Mary Shortall, president of the Newfoundland and Labrador Federation of Labour says “Cutting wages and public spending in a weak economy is just bad policy. It’s the economic equivalent of inviting people to throw away masks and drink bleach.” (“LETTER: Taxpayers federation plan is bad economic policy,” Jan. 9).
Not an “economic” equivalent, surely? A detrimental health equivalent perhaps? Throwing away your mask or not wearing one in public during a pandemic is not a good idea. Drinking bleach may be fatal. Please wear a mask, do not drink bleach and follow pandemic restrictions.
If Shortall is suggesting by analogy that unchecked austerity could be harmful right now, I agree. If she is suggesting that cuts to government expenditure are necessarily harmful or suicidal, I do not. If she is suggesting as a labour leader that Newfoundland and Labrador continue to operate its government status quo, without attempting any sort of expenditure reduction, reorganization or restructuring, she is going too far. There is always room for improvement.
If Shortall is suggesting by analogy that unchecked austerity could be harmful right now, I agree. If she is suggesting that cuts to government expenditure are necessarily harmful or suicidal, I do not.
I also wonder where Shortall’s “same old right wing voices” are coming from. It sounds a bit like paranoia. I agree that working people have been adversely impacted during the pandemic, so if the author is suggesting it is the “self-interested privileged rich people” making these sorts of comments, I’m not sure. Many of the rich, not as adversely affected, probably don’t even care. I think, that here, these voices may be coming from the working poor or middle-income earners, who see a growing wage disparity between private and public sectors as unfair, and who are most affected by public sector service fee increases, bureaucratic inefficiencies, poor policy decisions and increasing taxation. Many are continuing to leave this province.

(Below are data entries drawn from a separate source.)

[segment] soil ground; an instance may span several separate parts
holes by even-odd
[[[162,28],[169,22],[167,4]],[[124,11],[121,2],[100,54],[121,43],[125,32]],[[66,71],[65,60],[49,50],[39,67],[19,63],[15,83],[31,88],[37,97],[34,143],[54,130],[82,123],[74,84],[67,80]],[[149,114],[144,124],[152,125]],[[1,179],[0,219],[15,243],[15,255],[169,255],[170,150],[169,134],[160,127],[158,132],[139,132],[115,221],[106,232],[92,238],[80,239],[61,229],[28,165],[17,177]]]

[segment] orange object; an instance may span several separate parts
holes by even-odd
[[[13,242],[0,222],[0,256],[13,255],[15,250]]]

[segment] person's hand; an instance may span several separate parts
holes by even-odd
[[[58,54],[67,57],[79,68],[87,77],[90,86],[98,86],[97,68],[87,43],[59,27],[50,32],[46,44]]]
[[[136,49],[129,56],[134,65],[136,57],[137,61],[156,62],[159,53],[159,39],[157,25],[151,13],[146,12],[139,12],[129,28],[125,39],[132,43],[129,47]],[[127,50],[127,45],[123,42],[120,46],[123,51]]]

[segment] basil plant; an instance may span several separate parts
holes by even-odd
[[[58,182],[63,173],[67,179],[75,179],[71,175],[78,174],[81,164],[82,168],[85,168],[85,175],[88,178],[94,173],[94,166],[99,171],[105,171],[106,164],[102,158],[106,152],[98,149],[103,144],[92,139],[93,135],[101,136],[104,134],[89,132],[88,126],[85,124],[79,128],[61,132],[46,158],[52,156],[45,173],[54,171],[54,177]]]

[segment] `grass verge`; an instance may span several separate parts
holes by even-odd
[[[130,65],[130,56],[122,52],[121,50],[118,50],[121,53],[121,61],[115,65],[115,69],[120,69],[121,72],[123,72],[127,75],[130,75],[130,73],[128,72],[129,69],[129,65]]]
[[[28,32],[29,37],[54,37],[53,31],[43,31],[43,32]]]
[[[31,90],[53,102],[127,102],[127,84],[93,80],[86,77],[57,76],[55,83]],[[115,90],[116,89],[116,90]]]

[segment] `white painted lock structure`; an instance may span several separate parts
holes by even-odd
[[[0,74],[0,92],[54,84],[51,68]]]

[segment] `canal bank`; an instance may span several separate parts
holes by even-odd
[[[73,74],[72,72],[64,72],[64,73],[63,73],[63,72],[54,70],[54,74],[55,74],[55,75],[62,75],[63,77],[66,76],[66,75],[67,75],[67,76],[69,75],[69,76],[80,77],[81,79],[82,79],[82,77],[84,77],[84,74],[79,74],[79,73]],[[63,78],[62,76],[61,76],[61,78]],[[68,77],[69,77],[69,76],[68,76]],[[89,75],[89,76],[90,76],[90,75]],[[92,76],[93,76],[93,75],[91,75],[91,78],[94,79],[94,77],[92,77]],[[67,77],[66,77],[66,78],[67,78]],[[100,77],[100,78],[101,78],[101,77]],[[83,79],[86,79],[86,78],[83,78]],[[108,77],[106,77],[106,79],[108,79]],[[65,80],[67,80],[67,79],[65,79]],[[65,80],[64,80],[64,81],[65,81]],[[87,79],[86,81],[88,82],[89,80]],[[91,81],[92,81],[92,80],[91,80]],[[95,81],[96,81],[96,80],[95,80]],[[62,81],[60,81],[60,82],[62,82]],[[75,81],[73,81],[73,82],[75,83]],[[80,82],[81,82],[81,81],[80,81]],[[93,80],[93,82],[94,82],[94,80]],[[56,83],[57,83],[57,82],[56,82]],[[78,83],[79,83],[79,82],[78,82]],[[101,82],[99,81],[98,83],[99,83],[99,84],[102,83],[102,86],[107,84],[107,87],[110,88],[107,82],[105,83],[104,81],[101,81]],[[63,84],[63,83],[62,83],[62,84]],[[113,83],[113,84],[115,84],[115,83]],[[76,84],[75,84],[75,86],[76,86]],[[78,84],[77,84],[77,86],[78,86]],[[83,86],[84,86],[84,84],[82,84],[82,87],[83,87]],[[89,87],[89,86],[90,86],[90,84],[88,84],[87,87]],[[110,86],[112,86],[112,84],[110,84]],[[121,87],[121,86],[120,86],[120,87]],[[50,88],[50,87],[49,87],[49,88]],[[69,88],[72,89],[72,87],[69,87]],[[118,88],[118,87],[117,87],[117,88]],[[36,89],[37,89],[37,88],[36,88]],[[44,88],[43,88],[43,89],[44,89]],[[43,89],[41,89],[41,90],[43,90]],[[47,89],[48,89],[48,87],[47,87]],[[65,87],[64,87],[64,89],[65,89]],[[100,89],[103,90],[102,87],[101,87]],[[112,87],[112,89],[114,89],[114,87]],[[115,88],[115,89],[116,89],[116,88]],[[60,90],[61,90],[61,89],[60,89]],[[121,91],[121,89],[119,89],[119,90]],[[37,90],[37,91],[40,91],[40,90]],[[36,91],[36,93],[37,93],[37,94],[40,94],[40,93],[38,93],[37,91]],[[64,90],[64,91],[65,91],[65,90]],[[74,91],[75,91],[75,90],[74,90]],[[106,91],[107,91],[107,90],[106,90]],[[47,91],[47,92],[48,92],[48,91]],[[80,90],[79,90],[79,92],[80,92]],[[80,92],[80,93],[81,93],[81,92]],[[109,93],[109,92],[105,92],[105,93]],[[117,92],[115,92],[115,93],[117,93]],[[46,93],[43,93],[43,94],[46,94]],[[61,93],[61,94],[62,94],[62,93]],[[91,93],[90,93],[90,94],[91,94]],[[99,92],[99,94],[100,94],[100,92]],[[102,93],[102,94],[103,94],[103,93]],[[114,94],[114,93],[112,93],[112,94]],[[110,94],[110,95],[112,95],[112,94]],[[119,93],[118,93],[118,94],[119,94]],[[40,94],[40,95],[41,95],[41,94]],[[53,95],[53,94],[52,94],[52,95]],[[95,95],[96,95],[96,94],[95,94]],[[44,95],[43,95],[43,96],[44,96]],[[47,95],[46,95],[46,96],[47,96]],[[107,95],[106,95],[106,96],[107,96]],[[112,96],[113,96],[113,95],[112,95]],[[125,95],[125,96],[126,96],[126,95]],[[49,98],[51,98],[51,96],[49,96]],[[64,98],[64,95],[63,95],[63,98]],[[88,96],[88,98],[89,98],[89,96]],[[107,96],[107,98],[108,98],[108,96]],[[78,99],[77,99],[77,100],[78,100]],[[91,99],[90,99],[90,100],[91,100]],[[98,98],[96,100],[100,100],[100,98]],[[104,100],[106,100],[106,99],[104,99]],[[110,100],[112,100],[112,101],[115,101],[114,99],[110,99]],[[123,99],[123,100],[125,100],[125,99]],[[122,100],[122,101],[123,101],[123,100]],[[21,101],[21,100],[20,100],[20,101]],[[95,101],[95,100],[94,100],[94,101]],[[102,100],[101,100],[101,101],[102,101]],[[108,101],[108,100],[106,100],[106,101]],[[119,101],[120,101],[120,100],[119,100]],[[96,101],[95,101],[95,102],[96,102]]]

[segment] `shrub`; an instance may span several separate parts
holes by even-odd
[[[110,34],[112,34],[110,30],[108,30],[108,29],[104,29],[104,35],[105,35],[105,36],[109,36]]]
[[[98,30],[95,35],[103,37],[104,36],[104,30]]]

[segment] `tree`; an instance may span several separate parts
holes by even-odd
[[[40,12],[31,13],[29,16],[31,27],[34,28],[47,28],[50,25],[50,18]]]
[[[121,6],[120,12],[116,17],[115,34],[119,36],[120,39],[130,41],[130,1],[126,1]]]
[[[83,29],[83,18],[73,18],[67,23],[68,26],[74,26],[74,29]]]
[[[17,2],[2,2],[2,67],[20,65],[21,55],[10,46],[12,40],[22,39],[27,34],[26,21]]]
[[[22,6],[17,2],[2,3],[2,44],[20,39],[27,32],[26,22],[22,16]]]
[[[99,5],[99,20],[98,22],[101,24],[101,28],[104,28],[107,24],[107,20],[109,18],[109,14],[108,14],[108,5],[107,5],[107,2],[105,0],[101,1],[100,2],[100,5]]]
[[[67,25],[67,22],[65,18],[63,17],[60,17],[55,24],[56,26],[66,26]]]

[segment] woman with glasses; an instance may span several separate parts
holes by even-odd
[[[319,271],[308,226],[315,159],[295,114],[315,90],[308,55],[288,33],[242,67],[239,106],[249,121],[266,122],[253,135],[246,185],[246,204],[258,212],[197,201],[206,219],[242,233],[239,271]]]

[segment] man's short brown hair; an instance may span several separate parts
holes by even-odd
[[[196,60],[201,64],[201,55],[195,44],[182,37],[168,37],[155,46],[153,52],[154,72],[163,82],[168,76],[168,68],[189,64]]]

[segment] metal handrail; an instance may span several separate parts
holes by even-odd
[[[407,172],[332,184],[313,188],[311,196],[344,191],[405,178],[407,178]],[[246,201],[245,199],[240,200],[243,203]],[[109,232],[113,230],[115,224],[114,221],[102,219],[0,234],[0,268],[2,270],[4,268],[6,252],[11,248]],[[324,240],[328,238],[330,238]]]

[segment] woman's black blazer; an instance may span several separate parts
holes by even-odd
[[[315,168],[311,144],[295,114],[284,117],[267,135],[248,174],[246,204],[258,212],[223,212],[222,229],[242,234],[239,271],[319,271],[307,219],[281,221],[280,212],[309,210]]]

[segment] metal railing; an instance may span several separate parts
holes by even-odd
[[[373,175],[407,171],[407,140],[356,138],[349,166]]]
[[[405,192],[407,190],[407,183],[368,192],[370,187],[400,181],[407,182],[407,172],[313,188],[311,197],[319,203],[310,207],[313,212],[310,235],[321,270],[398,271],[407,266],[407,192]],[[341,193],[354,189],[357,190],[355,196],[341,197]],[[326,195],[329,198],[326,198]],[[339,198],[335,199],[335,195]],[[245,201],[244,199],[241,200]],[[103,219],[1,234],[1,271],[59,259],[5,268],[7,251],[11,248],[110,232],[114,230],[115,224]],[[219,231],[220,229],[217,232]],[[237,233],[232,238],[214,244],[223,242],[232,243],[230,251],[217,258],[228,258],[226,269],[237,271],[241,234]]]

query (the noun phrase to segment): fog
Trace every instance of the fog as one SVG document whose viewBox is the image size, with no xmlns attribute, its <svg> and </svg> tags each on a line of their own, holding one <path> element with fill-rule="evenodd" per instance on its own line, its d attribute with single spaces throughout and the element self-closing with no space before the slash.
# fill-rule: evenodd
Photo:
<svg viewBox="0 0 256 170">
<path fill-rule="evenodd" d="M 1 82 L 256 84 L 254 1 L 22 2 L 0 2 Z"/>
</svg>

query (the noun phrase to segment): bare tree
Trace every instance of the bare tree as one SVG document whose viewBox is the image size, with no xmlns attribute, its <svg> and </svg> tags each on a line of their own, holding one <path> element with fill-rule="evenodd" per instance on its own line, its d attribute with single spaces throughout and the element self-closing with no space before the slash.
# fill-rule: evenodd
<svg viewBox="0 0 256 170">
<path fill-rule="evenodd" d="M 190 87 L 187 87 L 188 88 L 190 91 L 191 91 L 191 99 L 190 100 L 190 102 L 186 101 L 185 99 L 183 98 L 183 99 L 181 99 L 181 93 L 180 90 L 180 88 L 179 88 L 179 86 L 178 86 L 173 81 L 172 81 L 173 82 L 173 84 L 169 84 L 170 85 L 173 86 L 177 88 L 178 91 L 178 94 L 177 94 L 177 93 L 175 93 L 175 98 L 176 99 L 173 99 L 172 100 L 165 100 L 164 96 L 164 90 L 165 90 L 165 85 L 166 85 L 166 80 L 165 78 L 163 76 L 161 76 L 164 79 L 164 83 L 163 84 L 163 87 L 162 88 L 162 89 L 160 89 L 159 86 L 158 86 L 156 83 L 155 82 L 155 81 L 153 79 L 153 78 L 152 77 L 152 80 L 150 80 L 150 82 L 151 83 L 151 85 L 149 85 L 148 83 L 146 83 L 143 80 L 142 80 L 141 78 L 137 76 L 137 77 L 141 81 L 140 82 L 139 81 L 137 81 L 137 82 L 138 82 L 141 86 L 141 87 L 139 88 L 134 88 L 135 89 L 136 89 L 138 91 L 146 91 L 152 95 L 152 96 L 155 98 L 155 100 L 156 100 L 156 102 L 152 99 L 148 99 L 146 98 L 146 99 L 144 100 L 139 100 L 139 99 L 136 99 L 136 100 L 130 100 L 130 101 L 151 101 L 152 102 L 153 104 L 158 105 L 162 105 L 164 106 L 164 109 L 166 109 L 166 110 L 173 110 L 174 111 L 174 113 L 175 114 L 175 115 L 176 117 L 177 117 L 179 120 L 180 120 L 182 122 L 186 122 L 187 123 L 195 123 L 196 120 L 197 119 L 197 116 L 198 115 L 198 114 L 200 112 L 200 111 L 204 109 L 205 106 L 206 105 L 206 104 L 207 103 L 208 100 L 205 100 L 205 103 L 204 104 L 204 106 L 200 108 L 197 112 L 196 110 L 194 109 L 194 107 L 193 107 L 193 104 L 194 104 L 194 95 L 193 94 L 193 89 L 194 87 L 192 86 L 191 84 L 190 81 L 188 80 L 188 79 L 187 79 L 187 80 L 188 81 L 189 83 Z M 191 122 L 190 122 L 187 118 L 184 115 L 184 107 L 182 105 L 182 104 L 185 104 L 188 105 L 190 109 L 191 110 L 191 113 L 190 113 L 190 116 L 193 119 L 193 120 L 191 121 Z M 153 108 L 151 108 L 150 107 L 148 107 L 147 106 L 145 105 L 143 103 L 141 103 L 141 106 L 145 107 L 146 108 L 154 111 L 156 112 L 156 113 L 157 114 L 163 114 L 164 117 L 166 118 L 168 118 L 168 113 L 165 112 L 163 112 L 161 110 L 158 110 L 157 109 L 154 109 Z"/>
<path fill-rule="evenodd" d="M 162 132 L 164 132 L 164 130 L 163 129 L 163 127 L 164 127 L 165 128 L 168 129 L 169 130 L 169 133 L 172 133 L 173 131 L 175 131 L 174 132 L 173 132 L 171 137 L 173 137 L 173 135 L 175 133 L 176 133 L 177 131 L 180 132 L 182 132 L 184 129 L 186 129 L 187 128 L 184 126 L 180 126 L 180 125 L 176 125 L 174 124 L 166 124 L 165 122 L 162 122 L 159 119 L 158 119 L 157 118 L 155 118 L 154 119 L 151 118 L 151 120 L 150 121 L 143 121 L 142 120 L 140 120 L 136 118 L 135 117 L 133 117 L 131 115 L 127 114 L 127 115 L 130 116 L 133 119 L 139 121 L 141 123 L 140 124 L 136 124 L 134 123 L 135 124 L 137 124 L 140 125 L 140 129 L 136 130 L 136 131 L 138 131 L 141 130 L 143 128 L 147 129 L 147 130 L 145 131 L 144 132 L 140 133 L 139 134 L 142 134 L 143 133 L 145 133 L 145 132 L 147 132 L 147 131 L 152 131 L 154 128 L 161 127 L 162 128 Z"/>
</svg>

Sure, numerous studies show austerity to be a bad policy initiative during recessionary periods. Shortall provides several sources: the Organization for Economic Co-operation and Development, the International Monetary Fund, World Bank and the Governor of the Bank of Canada, among others. However, some studies, completed on heavily indebted, corrupt, badly managed economies in Europe (like ours?) also show that strategic cuts to public expenditure, government reform and organizational restructuring are necessary and beneficial to improving public sector efficiency and productivity. The studies certainly do not preclude a need for re-organization and restructuring of government. Many of them necessarily involved layoffs and public-private initiatives. While some worked, others didn’t.
But doing nothing, that is no reform, no strategic expenditure reduction, clearly doesn’t work.